HBase architecture

Daria Barysheva

Contents

Components
Operations with data
- Preprocessing
- Write
- Read
Performance improvements
- Region split
- HFiles compaction
Data recovery

Components

HBase architecture is based on the following components:

Region Server. It serves one or more Regions — ranges of rows, stored together. Each Region is served only by one Region Server. Region Servers are also called HRegionServers. A Region Server contains multiple components, some of them work on top of HDFS, using it as a persistent data storage.
Master server. It is a main server responsible for managing an HBase cluster. It is similar to a NameNode in HDFS. A Master server manages distribution of Regions between Region Servers, maintains the registration of Regions, etc. It is also called HMaster. You can deploy several Master servers in your cluster: one active and one or more standby.
ZooKeeper. It is a special service designed to manage configurations and synchronization of services. It is used to coordinate actions between HBase services.

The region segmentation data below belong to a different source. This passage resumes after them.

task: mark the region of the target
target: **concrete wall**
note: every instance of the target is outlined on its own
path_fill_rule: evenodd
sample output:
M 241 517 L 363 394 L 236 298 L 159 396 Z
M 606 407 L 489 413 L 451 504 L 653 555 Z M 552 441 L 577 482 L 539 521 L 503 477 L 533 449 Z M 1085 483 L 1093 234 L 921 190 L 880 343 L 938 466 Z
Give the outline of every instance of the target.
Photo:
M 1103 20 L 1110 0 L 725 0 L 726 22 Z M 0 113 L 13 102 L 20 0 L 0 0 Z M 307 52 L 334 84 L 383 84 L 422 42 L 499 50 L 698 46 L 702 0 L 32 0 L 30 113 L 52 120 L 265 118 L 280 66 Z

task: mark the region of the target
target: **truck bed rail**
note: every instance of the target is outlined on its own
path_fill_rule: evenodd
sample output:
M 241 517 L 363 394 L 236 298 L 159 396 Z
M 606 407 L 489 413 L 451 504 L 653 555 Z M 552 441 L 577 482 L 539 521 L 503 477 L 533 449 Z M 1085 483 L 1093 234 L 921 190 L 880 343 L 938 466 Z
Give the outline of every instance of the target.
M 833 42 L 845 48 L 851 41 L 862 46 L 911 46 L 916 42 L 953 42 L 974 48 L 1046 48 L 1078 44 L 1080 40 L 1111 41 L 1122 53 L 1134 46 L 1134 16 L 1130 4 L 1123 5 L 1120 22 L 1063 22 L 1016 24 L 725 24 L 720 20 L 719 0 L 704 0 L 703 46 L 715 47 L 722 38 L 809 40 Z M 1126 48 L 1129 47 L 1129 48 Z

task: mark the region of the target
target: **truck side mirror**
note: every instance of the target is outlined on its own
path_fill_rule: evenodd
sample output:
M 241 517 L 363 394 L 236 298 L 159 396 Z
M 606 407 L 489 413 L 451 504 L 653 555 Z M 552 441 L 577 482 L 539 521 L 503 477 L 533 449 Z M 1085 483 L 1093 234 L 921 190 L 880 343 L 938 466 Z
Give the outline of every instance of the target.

The high-level architecture view of HBase is shown below.

HBase architecture

HBase architecture

Region Server

A Region Server maintains several Regions, running on top of HDFS. Each Region contains the rows, having row keys from the same range — assigned to that Region. Rows are sorted alphabetically by their keys. Each Region has a default size of 256 MB, each Region Server can include approximately 1000 Regions.

NOTE

Each Region is defined by the range of row keys. The first Region of the table contains the range, starting with an empty value. The last Region of the table contains the range, ending with an empty value.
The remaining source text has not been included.